AI Will Not Replace Writers

I suspect that in the decades to come, 2023 will be noted as the year that AI started to take over the world, and humanity both embraced and recoiled in horror at the possibilities. It was no longer science fiction that a “computer” became capable of answering more than rudimentary questions without extensive programming.

I use “computer” in quotes because we’re no longer talking about a singular device, such as a phone or laptop. Something else that’s become particularly overlooked is that our devices are less about local processing than they are terminals for access to a global computer, services exposed through the multitude of online services that require little more than a browser and a few clicks to use. That means we have access to the global computer anywhere we are, so long as there’s a way for our device to see it.

That level of ubiquity is only the beginning. Our “personal assistants” – Google, Siri, and Alexa – are only the beginning of a J.A.R.V.I.S.-like experience, at least once we figure out the inherent flaws in LLMs and their ability to deal with the unknown in reasonable ways, anyway.

And it’s that very situation – dealing with the unknown in a reasonable way – that is at the heart of my post. Right now, we’re dealing with a very unrealistic view of what AIs/LLMs can do. On the one side, we have the Writers Guild of America (WGA) and the Screen Actors Guild - American Federation of Television and Radio Artists (SAG-AFTRA) on strike because they fear that their work is in the process of being taken over by AI so it can be readily commoditized into Frankenstein productions for which they’ll never see a dime, or worse, bring ruin to their names and legacies. And they’re not wrong, because on the other side, we have the production companies who have proven, for decades, their willingness to throw out a cheap knock-off and make a few bucks than invest in quality.

For the record, I stand with the WGA on this. Yes, there will always be some hack who turns in a trash script that gets turned into a trash movie, and you don’t need an AI for that. But I stand with them because we’ll just see more trash, and our culture and our society will suffer as a result. Don’t believe me? How much of your life involves scenes or moments from your favourite TV show or series, or quotes from a movie? Those all came from somewhere. Our culture – worldwide, I should add, and yes Hollywood is currently the loudest aspect, but it’s just the first to deal with it – is dependent on the broadcast arts for entertainment. So, yes, I want a writer providing us with story, to give us characters and plots that we need to escape, even if just for a while.

Okay, that’s about the longest preamble I’ve ever had to a post, so let’s get down to the point, where the studios are utterly missing the danger of trying to use AI to replace a writer: with our current understanding, it’s never going to work.

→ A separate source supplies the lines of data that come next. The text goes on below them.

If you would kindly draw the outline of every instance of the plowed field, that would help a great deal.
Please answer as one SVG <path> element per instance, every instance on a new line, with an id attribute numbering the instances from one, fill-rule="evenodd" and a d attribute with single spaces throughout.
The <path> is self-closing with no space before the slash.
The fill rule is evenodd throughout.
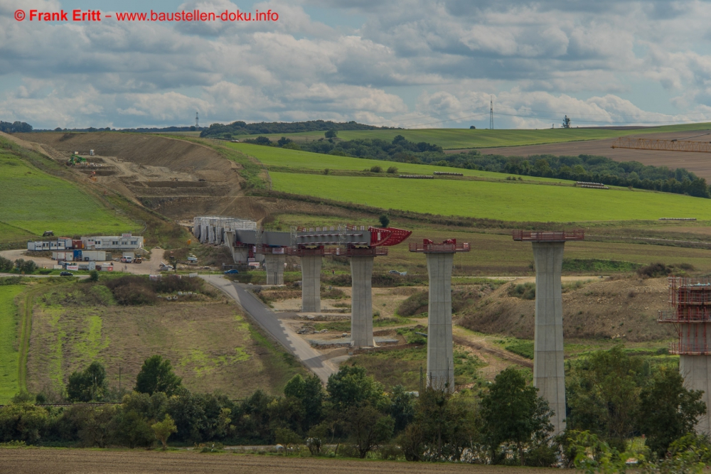
<path id="1" fill-rule="evenodd" d="M 82 449 L 1 449 L 0 472 L 14 474 L 109 474 L 113 473 L 529 473 L 559 470 L 477 465 L 429 464 L 346 459 L 284 458 L 274 456 L 198 454 L 160 451 L 106 451 Z"/>

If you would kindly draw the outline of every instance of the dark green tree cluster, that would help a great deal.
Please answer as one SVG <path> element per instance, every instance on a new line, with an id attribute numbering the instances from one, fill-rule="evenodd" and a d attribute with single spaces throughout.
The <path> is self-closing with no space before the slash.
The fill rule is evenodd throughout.
<path id="1" fill-rule="evenodd" d="M 24 133 L 32 131 L 32 126 L 23 122 L 16 120 L 13 122 L 0 120 L 0 131 L 5 132 L 6 134 Z"/>
<path id="2" fill-rule="evenodd" d="M 294 134 L 301 131 L 327 131 L 328 130 L 377 130 L 387 126 L 365 125 L 356 122 L 335 122 L 330 120 L 308 120 L 306 122 L 261 122 L 247 124 L 237 121 L 225 125 L 213 124 L 203 130 L 201 136 L 231 138 L 232 136 L 256 135 L 257 134 Z"/>
<path id="3" fill-rule="evenodd" d="M 621 452 L 628 439 L 643 434 L 663 456 L 706 413 L 702 392 L 684 388 L 677 367 L 653 371 L 622 345 L 574 365 L 567 384 L 568 429 L 589 431 Z"/>

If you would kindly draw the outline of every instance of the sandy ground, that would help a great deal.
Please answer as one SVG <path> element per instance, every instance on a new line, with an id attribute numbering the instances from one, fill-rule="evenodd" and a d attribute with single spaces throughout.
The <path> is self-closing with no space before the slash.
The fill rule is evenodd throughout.
<path id="1" fill-rule="evenodd" d="M 286 458 L 277 456 L 200 454 L 192 452 L 144 451 L 94 451 L 82 449 L 2 449 L 0 472 L 16 474 L 118 473 L 392 473 L 426 474 L 437 473 L 540 473 L 560 470 L 490 466 L 471 464 L 443 464 L 395 461 Z"/>
<path id="2" fill-rule="evenodd" d="M 4 257 L 6 259 L 9 259 L 14 262 L 17 259 L 33 260 L 38 266 L 44 268 L 53 268 L 54 265 L 57 264 L 57 262 L 52 259 L 48 259 L 43 257 L 29 257 L 28 255 L 23 255 L 25 252 L 26 252 L 26 250 L 23 249 L 17 250 L 4 250 L 3 252 L 0 252 L 0 256 Z M 114 270 L 117 271 L 132 273 L 137 275 L 156 274 L 159 272 L 159 267 L 161 265 L 161 259 L 163 258 L 163 249 L 151 249 L 151 259 L 145 259 L 139 264 L 122 264 L 120 262 L 114 262 Z M 114 253 L 118 254 L 119 252 Z"/>

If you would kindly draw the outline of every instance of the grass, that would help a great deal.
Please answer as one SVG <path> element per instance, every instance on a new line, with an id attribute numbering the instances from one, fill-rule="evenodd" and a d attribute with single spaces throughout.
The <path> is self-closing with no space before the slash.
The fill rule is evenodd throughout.
<path id="1" fill-rule="evenodd" d="M 711 219 L 711 200 L 663 193 L 513 181 L 270 174 L 278 191 L 441 215 L 561 222 L 656 220 L 668 216 Z"/>
<path id="2" fill-rule="evenodd" d="M 257 389 L 281 393 L 289 379 L 305 373 L 220 298 L 122 306 L 110 295 L 82 300 L 80 287 L 90 284 L 38 284 L 41 294 L 36 298 L 27 357 L 31 393 L 60 390 L 70 374 L 95 360 L 105 365 L 114 388 L 120 366 L 122 387 L 130 389 L 143 362 L 155 354 L 171 360 L 190 390 L 232 398 Z"/>
<path id="3" fill-rule="evenodd" d="M 46 230 L 55 235 L 116 235 L 136 227 L 75 185 L 4 150 L 0 150 L 0 242 Z"/>
<path id="4" fill-rule="evenodd" d="M 338 131 L 338 139 L 353 140 L 356 139 L 380 139 L 392 141 L 397 135 L 402 135 L 411 141 L 427 141 L 436 144 L 444 149 L 493 148 L 496 146 L 515 146 L 540 144 L 577 141 L 580 140 L 599 140 L 613 139 L 630 134 L 653 134 L 686 130 L 706 130 L 711 124 L 688 124 L 665 125 L 638 130 L 606 130 L 599 129 L 542 129 L 540 130 L 488 130 L 469 129 L 417 129 L 410 130 L 346 130 Z M 270 139 L 278 140 L 287 136 L 297 143 L 310 141 L 324 138 L 322 131 L 310 131 L 298 134 L 272 134 L 265 135 Z M 259 135 L 240 136 L 239 139 L 255 138 Z"/>
<path id="5" fill-rule="evenodd" d="M 397 174 L 432 174 L 434 171 L 449 171 L 461 173 L 465 176 L 481 178 L 485 179 L 505 179 L 510 176 L 492 171 L 480 171 L 478 170 L 467 170 L 464 168 L 450 168 L 432 165 L 416 165 L 409 163 L 397 163 L 395 161 L 383 161 L 382 160 L 370 160 L 364 158 L 352 158 L 350 156 L 336 156 L 309 151 L 299 151 L 287 150 L 273 146 L 262 146 L 250 144 L 226 144 L 228 148 L 237 150 L 250 156 L 254 156 L 262 163 L 275 171 L 283 171 L 284 168 L 291 168 L 294 171 L 329 171 L 340 170 L 346 171 L 362 171 L 370 169 L 373 166 L 380 166 L 383 171 L 382 176 L 387 176 L 385 170 L 392 166 L 397 168 Z M 551 178 L 538 178 L 536 176 L 522 176 L 526 181 L 540 181 L 543 183 L 555 183 L 572 184 L 572 181 L 553 179 Z"/>
<path id="6" fill-rule="evenodd" d="M 0 404 L 7 403 L 20 391 L 19 315 L 15 298 L 26 288 L 24 285 L 0 286 Z"/>

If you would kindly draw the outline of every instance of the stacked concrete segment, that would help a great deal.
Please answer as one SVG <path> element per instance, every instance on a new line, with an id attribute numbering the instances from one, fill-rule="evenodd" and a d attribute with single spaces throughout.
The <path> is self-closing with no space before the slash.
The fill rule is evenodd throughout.
<path id="1" fill-rule="evenodd" d="M 427 384 L 454 390 L 451 336 L 451 269 L 454 253 L 428 253 Z"/>
<path id="2" fill-rule="evenodd" d="M 264 254 L 264 266 L 267 267 L 267 284 L 284 284 L 284 264 L 287 256 L 284 254 Z"/>
<path id="3" fill-rule="evenodd" d="M 535 262 L 535 330 L 533 385 L 555 414 L 554 434 L 565 429 L 563 303 L 560 271 L 565 242 L 533 242 Z"/>
<path id="4" fill-rule="evenodd" d="M 301 259 L 301 311 L 321 313 L 320 255 L 304 255 Z"/>
<path id="5" fill-rule="evenodd" d="M 351 345 L 367 348 L 373 341 L 373 256 L 351 257 Z"/>

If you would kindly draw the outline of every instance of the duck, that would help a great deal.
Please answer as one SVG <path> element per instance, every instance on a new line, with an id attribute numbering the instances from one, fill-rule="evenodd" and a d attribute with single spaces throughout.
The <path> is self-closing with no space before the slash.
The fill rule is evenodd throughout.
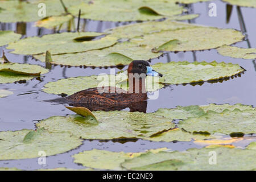
<path id="1" fill-rule="evenodd" d="M 91 110 L 104 110 L 104 108 L 107 110 L 119 110 L 118 108 L 130 106 L 134 107 L 135 103 L 144 103 L 142 107 L 144 110 L 145 102 L 143 101 L 148 98 L 146 92 L 146 77 L 163 77 L 163 75 L 154 70 L 148 62 L 144 60 L 131 62 L 128 67 L 127 75 L 128 91 L 115 86 L 96 87 L 76 92 L 66 97 L 47 101 L 68 104 L 73 106 L 86 106 Z"/>

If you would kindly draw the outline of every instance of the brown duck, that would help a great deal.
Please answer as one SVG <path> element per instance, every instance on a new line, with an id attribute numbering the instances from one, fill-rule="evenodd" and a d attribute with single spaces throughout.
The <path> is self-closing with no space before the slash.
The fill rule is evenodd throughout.
<path id="1" fill-rule="evenodd" d="M 133 61 L 129 64 L 127 74 L 128 92 L 117 87 L 96 87 L 78 92 L 65 98 L 47 101 L 84 106 L 90 110 L 121 110 L 130 107 L 131 111 L 145 112 L 147 105 L 145 101 L 147 99 L 146 77 L 147 75 L 162 77 L 163 75 L 153 70 L 148 62 L 141 60 Z"/>

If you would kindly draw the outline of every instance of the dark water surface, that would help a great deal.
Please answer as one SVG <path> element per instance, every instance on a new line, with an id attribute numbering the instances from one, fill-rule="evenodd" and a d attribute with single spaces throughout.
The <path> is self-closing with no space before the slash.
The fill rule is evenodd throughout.
<path id="1" fill-rule="evenodd" d="M 233 7 L 230 22 L 226 23 L 226 4 L 214 1 L 217 4 L 217 16 L 208 16 L 209 2 L 197 3 L 189 7 L 190 12 L 200 14 L 200 17 L 193 20 L 195 23 L 205 26 L 222 28 L 235 28 L 241 30 L 238 14 L 236 7 Z M 255 9 L 241 7 L 241 10 L 248 35 L 248 40 L 251 47 L 256 47 L 256 11 Z M 86 21 L 85 31 L 104 31 L 105 30 L 123 23 Z M 15 23 L 1 23 L 1 30 L 16 30 Z M 38 36 L 39 28 L 34 23 L 27 23 L 26 34 L 24 37 Z M 53 31 L 41 29 L 40 35 L 52 34 Z M 218 41 L 218 40 L 216 40 Z M 248 41 L 236 44 L 236 46 L 248 48 Z M 0 47 L 0 51 L 4 50 L 6 56 L 11 61 L 27 63 L 44 66 L 44 63 L 36 61 L 29 56 L 18 55 L 8 53 L 10 50 L 5 47 Z M 218 55 L 216 49 L 210 51 L 186 52 L 177 53 L 166 54 L 160 59 L 155 59 L 151 64 L 187 60 L 193 62 L 206 61 L 211 62 L 224 61 L 239 64 L 246 71 L 241 77 L 234 77 L 222 82 L 205 82 L 202 85 L 192 86 L 188 84 L 170 85 L 159 90 L 159 97 L 156 100 L 148 100 L 147 112 L 154 112 L 159 108 L 175 107 L 177 105 L 207 105 L 210 103 L 217 104 L 241 103 L 256 106 L 256 63 L 255 60 L 233 59 Z M 52 99 L 56 95 L 43 92 L 43 85 L 49 81 L 61 78 L 77 76 L 90 76 L 101 73 L 110 73 L 110 69 L 86 69 L 75 67 L 52 67 L 52 69 L 42 77 L 41 81 L 36 79 L 28 81 L 24 84 L 1 84 L 0 89 L 7 89 L 14 92 L 13 95 L 0 100 L 0 131 L 14 131 L 23 129 L 34 129 L 35 123 L 38 121 L 54 115 L 65 115 L 73 114 L 63 105 L 51 105 L 40 102 L 42 100 Z M 123 69 L 127 69 L 125 67 Z M 115 68 L 116 71 L 119 71 Z M 252 140 L 243 140 L 236 143 L 235 145 L 244 147 Z M 84 150 L 93 148 L 107 150 L 112 151 L 138 152 L 146 149 L 168 147 L 172 150 L 185 150 L 192 147 L 202 147 L 189 142 L 153 142 L 138 140 L 137 141 L 121 142 L 85 140 L 78 148 L 68 152 L 47 158 L 46 166 L 38 164 L 37 159 L 0 161 L 0 167 L 16 167 L 23 169 L 36 169 L 39 168 L 55 168 L 67 167 L 83 168 L 73 163 L 71 155 Z"/>

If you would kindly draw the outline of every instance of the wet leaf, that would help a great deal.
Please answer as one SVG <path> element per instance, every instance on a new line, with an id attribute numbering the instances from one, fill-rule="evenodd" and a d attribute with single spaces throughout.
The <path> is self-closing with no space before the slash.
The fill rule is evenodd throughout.
<path id="1" fill-rule="evenodd" d="M 246 147 L 247 149 L 256 150 L 256 142 L 251 142 Z"/>
<path id="2" fill-rule="evenodd" d="M 79 5 L 82 0 L 63 0 L 67 8 Z M 42 19 L 39 13 L 42 6 L 38 5 L 43 3 L 46 5 L 46 16 L 57 16 L 65 13 L 63 7 L 59 0 L 36 0 L 27 2 L 19 0 L 1 1 L 0 19 L 1 22 L 34 22 Z"/>
<path id="3" fill-rule="evenodd" d="M 15 49 L 13 53 L 36 55 L 50 51 L 52 55 L 85 52 L 107 47 L 114 44 L 117 39 L 104 37 L 100 39 L 90 41 L 76 41 L 80 37 L 95 38 L 102 35 L 102 33 L 64 32 L 44 35 L 42 38 L 30 37 L 11 43 L 7 49 Z"/>
<path id="4" fill-rule="evenodd" d="M 68 78 L 59 80 L 55 82 L 49 82 L 44 85 L 44 92 L 48 93 L 55 94 L 65 93 L 72 95 L 77 92 L 89 88 L 115 86 L 124 90 L 128 90 L 129 84 L 127 81 L 127 73 L 117 76 L 110 75 L 92 75 L 90 76 L 78 77 L 76 78 Z M 159 84 L 156 77 L 148 76 L 146 78 L 146 89 L 147 92 L 152 92 L 164 86 L 162 84 Z M 151 84 L 151 83 L 152 83 Z"/>
<path id="5" fill-rule="evenodd" d="M 12 31 L 0 31 L 0 46 L 15 42 L 21 36 L 20 34 L 14 33 Z"/>
<path id="6" fill-rule="evenodd" d="M 98 0 L 73 6 L 69 11 L 77 15 L 79 9 L 82 18 L 113 22 L 159 19 L 185 11 L 173 0 Z"/>
<path id="7" fill-rule="evenodd" d="M 146 45 L 159 51 L 199 51 L 230 45 L 243 40 L 241 32 L 232 29 L 195 27 L 190 28 L 164 31 L 132 39 L 130 42 Z M 216 41 L 216 40 L 219 41 Z M 163 46 L 172 40 L 177 40 L 176 46 Z"/>
<path id="8" fill-rule="evenodd" d="M 180 121 L 178 127 L 191 133 L 207 132 L 211 134 L 256 133 L 256 110 L 226 109 L 222 113 L 208 111 L 200 117 Z"/>
<path id="9" fill-rule="evenodd" d="M 218 53 L 234 58 L 256 59 L 255 48 L 242 48 L 234 46 L 223 46 L 217 49 Z"/>
<path id="10" fill-rule="evenodd" d="M 95 117 L 93 114 L 90 111 L 90 110 L 89 110 L 86 107 L 66 106 L 66 108 L 85 118 L 90 117 L 90 119 L 93 119 L 96 122 L 97 122 L 97 118 Z"/>
<path id="11" fill-rule="evenodd" d="M 240 6 L 256 7 L 256 1 L 254 0 L 222 0 L 231 5 Z"/>
<path id="12" fill-rule="evenodd" d="M 214 80 L 229 77 L 244 71 L 238 64 L 187 61 L 156 63 L 152 66 L 163 74 L 159 81 L 166 84 L 179 84 Z"/>
<path id="13" fill-rule="evenodd" d="M 154 142 L 170 142 L 173 141 L 189 142 L 191 141 L 192 139 L 203 140 L 214 138 L 215 137 L 213 135 L 193 134 L 188 132 L 183 131 L 179 129 L 175 129 L 151 136 L 149 138 L 143 138 L 143 139 Z"/>
<path id="14" fill-rule="evenodd" d="M 217 161 L 210 165 L 213 152 Z M 255 167 L 254 156 L 253 150 L 216 146 L 184 152 L 147 152 L 126 160 L 121 166 L 127 170 L 252 170 Z"/>
<path id="15" fill-rule="evenodd" d="M 0 89 L 0 97 L 4 97 L 13 94 L 13 92 L 7 90 Z"/>
<path id="16" fill-rule="evenodd" d="M 37 65 L 19 63 L 0 64 L 0 83 L 29 80 L 48 72 L 48 69 Z"/>
<path id="17" fill-rule="evenodd" d="M 68 133 L 50 133 L 23 130 L 0 132 L 0 160 L 38 158 L 39 151 L 46 156 L 67 152 L 82 144 L 81 140 Z"/>
<path id="18" fill-rule="evenodd" d="M 134 60 L 148 60 L 161 55 L 152 52 L 151 48 L 146 46 L 123 42 L 101 50 L 53 55 L 52 57 L 53 63 L 57 64 L 105 67 L 127 65 Z M 42 61 L 45 60 L 44 55 L 34 56 L 34 57 Z"/>
<path id="19" fill-rule="evenodd" d="M 73 16 L 71 15 L 51 16 L 36 22 L 35 25 L 38 27 L 53 29 L 68 22 L 72 20 L 72 18 Z"/>
<path id="20" fill-rule="evenodd" d="M 126 159 L 133 159 L 148 151 L 157 153 L 166 150 L 167 150 L 166 148 L 162 148 L 142 152 L 126 153 L 93 149 L 75 154 L 72 157 L 75 158 L 75 163 L 82 164 L 84 166 L 96 169 L 121 170 L 122 169 L 120 167 L 120 163 L 125 162 Z"/>
<path id="21" fill-rule="evenodd" d="M 98 123 L 79 115 L 52 117 L 36 124 L 51 132 L 69 131 L 84 139 L 113 139 L 150 136 L 175 126 L 171 115 L 125 111 L 93 111 Z"/>

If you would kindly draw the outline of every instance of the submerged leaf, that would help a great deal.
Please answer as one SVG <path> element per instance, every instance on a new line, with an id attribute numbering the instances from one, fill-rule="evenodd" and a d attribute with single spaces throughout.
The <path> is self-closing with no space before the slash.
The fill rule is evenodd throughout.
<path id="1" fill-rule="evenodd" d="M 0 31 L 0 46 L 15 42 L 21 36 L 20 34 L 14 33 L 12 31 Z"/>
<path id="2" fill-rule="evenodd" d="M 0 89 L 0 97 L 4 97 L 13 94 L 13 92 L 7 90 Z"/>
<path id="3" fill-rule="evenodd" d="M 72 111 L 76 113 L 77 114 L 81 115 L 85 118 L 92 118 L 96 122 L 97 122 L 97 118 L 93 115 L 93 114 L 88 109 L 83 107 L 68 107 L 66 106 L 67 109 L 72 110 Z"/>
<path id="4" fill-rule="evenodd" d="M 0 64 L 0 83 L 28 80 L 48 72 L 48 69 L 37 65 L 19 63 Z"/>
<path id="5" fill-rule="evenodd" d="M 55 55 L 85 52 L 103 48 L 116 43 L 116 38 L 108 36 L 90 41 L 74 40 L 81 36 L 93 38 L 102 35 L 103 34 L 94 32 L 64 32 L 46 35 L 42 38 L 30 37 L 10 44 L 7 48 L 15 49 L 11 52 L 13 53 L 36 55 L 50 51 L 52 55 Z"/>
<path id="6" fill-rule="evenodd" d="M 36 26 L 38 27 L 52 29 L 57 26 L 61 26 L 63 23 L 72 20 L 72 18 L 73 16 L 71 15 L 48 17 L 36 22 Z"/>
<path id="7" fill-rule="evenodd" d="M 82 164 L 82 166 L 93 168 L 120 170 L 122 169 L 120 164 L 126 159 L 130 159 L 142 154 L 150 151 L 157 153 L 161 151 L 166 151 L 167 148 L 162 148 L 156 150 L 150 150 L 142 152 L 115 152 L 105 150 L 93 149 L 90 151 L 85 151 L 73 155 L 75 158 L 74 162 Z"/>
<path id="8" fill-rule="evenodd" d="M 216 163 L 210 160 L 213 153 L 217 156 Z M 210 165 L 210 162 L 214 165 Z M 127 170 L 253 170 L 255 163 L 253 150 L 215 147 L 147 152 L 126 160 L 121 166 Z"/>
<path id="9" fill-rule="evenodd" d="M 175 126 L 172 115 L 158 111 L 144 114 L 125 111 L 93 111 L 98 123 L 79 115 L 52 117 L 36 124 L 52 132 L 69 131 L 84 139 L 141 138 Z"/>
<path id="10" fill-rule="evenodd" d="M 242 48 L 234 46 L 223 46 L 217 49 L 218 53 L 234 58 L 256 59 L 255 48 Z"/>
<path id="11" fill-rule="evenodd" d="M 256 110 L 233 111 L 226 109 L 221 113 L 208 111 L 198 118 L 190 118 L 179 122 L 178 127 L 191 133 L 256 133 Z"/>
<path id="12" fill-rule="evenodd" d="M 214 80 L 229 77 L 244 71 L 238 64 L 216 61 L 159 63 L 152 67 L 163 74 L 160 82 L 170 84 Z"/>
<path id="13" fill-rule="evenodd" d="M 251 7 L 256 8 L 256 1 L 255 0 L 222 0 L 231 5 L 240 6 Z"/>
<path id="14" fill-rule="evenodd" d="M 46 156 L 67 152 L 82 144 L 81 140 L 68 133 L 50 133 L 23 130 L 0 132 L 0 160 L 38 158 L 43 151 Z M 41 155 L 41 154 L 40 154 Z"/>
<path id="15" fill-rule="evenodd" d="M 173 0 L 98 0 L 73 6 L 69 11 L 77 15 L 79 9 L 82 18 L 113 22 L 159 19 L 185 11 Z"/>
<path id="16" fill-rule="evenodd" d="M 160 53 L 151 52 L 146 46 L 123 42 L 100 50 L 89 51 L 76 53 L 53 55 L 53 63 L 72 66 L 94 67 L 114 66 L 129 64 L 134 60 L 148 60 L 160 56 Z M 36 55 L 34 57 L 44 61 L 45 56 Z"/>
<path id="17" fill-rule="evenodd" d="M 83 0 L 63 0 L 65 6 L 69 8 L 79 5 Z M 58 16 L 65 11 L 60 0 L 35 0 L 33 2 L 13 0 L 0 1 L 0 19 L 1 22 L 34 22 L 42 19 L 40 3 L 46 5 L 47 16 Z M 40 11 L 41 10 L 41 11 Z M 41 16 L 40 16 L 41 15 Z"/>

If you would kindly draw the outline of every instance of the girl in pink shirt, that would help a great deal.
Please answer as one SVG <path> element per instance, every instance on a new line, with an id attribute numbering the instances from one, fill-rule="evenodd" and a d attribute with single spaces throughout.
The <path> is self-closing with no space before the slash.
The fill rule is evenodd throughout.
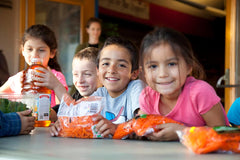
<path id="1" fill-rule="evenodd" d="M 182 122 L 156 126 L 150 140 L 177 140 L 186 126 L 229 125 L 215 90 L 204 78 L 185 36 L 169 28 L 147 34 L 140 48 L 140 63 L 148 84 L 140 95 L 140 114 L 158 114 Z"/>
<path id="2" fill-rule="evenodd" d="M 57 62 L 57 41 L 54 32 L 45 25 L 32 25 L 29 27 L 22 38 L 22 55 L 25 62 L 31 65 L 32 58 L 41 58 L 44 67 L 48 68 L 45 77 L 38 79 L 42 84 L 48 87 L 51 83 L 51 75 L 54 75 L 68 90 L 64 75 L 61 73 L 60 65 Z M 35 73 L 35 72 L 33 72 Z M 0 92 L 18 93 L 22 91 L 23 71 L 10 77 L 8 81 L 0 88 Z M 51 94 L 51 107 L 56 105 L 55 93 Z"/>

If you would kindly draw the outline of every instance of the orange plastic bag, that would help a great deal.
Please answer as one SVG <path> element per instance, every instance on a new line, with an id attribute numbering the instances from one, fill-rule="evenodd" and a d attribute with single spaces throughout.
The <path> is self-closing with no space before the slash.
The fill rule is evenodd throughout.
<path id="1" fill-rule="evenodd" d="M 157 131 L 157 129 L 155 128 L 156 125 L 164 123 L 177 123 L 183 125 L 180 122 L 161 115 L 143 114 L 128 122 L 119 124 L 113 138 L 124 139 L 131 133 L 136 133 L 138 136 L 145 136 L 147 134 Z"/>
<path id="2" fill-rule="evenodd" d="M 73 138 L 102 138 L 95 131 L 98 123 L 93 121 L 105 104 L 103 97 L 89 97 L 74 101 L 69 96 L 64 96 L 58 111 L 58 121 L 61 126 L 60 137 Z"/>
<path id="3" fill-rule="evenodd" d="M 177 131 L 180 142 L 197 154 L 240 153 L 240 129 L 234 127 L 188 127 Z"/>

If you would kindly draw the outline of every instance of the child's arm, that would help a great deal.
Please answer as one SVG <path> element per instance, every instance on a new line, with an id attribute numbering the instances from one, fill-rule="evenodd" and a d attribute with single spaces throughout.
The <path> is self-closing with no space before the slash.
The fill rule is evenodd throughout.
<path id="1" fill-rule="evenodd" d="M 58 99 L 61 100 L 63 95 L 67 93 L 66 88 L 62 85 L 62 83 L 57 79 L 57 77 L 52 73 L 51 69 L 45 68 L 36 68 L 36 70 L 42 71 L 40 72 L 33 72 L 32 79 L 39 81 L 35 82 L 34 84 L 37 86 L 45 86 L 49 89 L 54 90 L 55 94 L 57 95 Z"/>
<path id="2" fill-rule="evenodd" d="M 1 88 L 0 88 L 0 93 L 13 93 L 13 91 L 11 90 L 8 81 L 5 82 Z"/>
<path id="3" fill-rule="evenodd" d="M 111 121 L 104 118 L 102 115 L 94 117 L 94 121 L 99 121 L 96 125 L 96 131 L 101 134 L 102 137 L 109 137 L 109 135 L 114 135 L 117 125 L 113 124 Z"/>
<path id="4" fill-rule="evenodd" d="M 19 134 L 29 134 L 31 130 L 34 129 L 35 117 L 33 116 L 29 117 L 31 113 L 32 113 L 31 110 L 17 112 L 21 119 L 21 131 Z"/>
<path id="5" fill-rule="evenodd" d="M 23 71 L 18 72 L 16 75 L 10 77 L 0 88 L 0 93 L 15 93 L 10 86 L 12 86 L 13 81 L 18 81 L 18 84 L 15 85 L 21 85 L 21 82 L 23 80 Z M 14 86 L 15 87 L 15 86 Z M 19 87 L 19 86 L 18 86 Z"/>
<path id="6" fill-rule="evenodd" d="M 149 140 L 153 141 L 176 141 L 178 140 L 178 136 L 176 131 L 182 130 L 186 126 L 176 124 L 176 123 L 165 123 L 160 124 L 155 127 L 160 131 L 153 132 L 151 134 L 146 135 Z"/>
<path id="7" fill-rule="evenodd" d="M 214 105 L 208 112 L 202 115 L 203 119 L 206 122 L 206 125 L 209 127 L 215 126 L 226 126 L 226 121 L 224 117 L 222 106 L 219 103 Z"/>

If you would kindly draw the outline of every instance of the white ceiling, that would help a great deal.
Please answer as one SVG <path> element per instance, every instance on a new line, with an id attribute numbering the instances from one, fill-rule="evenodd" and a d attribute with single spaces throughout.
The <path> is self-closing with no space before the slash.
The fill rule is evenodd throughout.
<path id="1" fill-rule="evenodd" d="M 205 19 L 215 19 L 216 17 L 224 17 L 225 0 L 185 0 L 196 4 L 204 5 L 206 9 L 198 9 L 190 5 L 184 4 L 177 0 L 144 0 L 149 3 L 157 4 L 172 10 L 194 15 Z"/>

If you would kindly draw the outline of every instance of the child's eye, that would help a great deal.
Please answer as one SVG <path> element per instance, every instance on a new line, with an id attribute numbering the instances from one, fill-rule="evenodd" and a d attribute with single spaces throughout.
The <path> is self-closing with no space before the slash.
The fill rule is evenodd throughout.
<path id="1" fill-rule="evenodd" d="M 39 49 L 39 51 L 40 51 L 40 52 L 44 52 L 44 51 L 45 51 L 45 49 Z"/>
<path id="2" fill-rule="evenodd" d="M 73 73 L 73 76 L 75 76 L 75 77 L 76 77 L 76 76 L 78 76 L 78 74 L 77 74 L 77 73 Z"/>
<path id="3" fill-rule="evenodd" d="M 177 63 L 175 63 L 175 62 L 168 63 L 168 66 L 176 66 L 176 65 L 177 65 Z"/>
<path id="4" fill-rule="evenodd" d="M 32 48 L 27 48 L 27 51 L 32 51 Z"/>
<path id="5" fill-rule="evenodd" d="M 148 68 L 155 69 L 157 68 L 157 65 L 149 65 Z"/>
<path id="6" fill-rule="evenodd" d="M 90 74 L 90 73 L 85 73 L 84 75 L 86 75 L 86 76 L 91 76 L 92 74 Z"/>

If you haven’t already heard of this before, let’s deal with the key word in all of this: Intelligence. If you go through Merriam-Webster, Oxford, or Collins, they all have the same basic approach: an ability to learn, to reason, to comprehend concepts, to understand truths, to establish relationships, to assimilate information, to solve problems. Oddly, all of that is an intake process – a one-way feed of data into a model that … does nothing outwardly visible. Which, honestly, exactly describes the basic model of an LLM – it acquires information, and builds and refines a model.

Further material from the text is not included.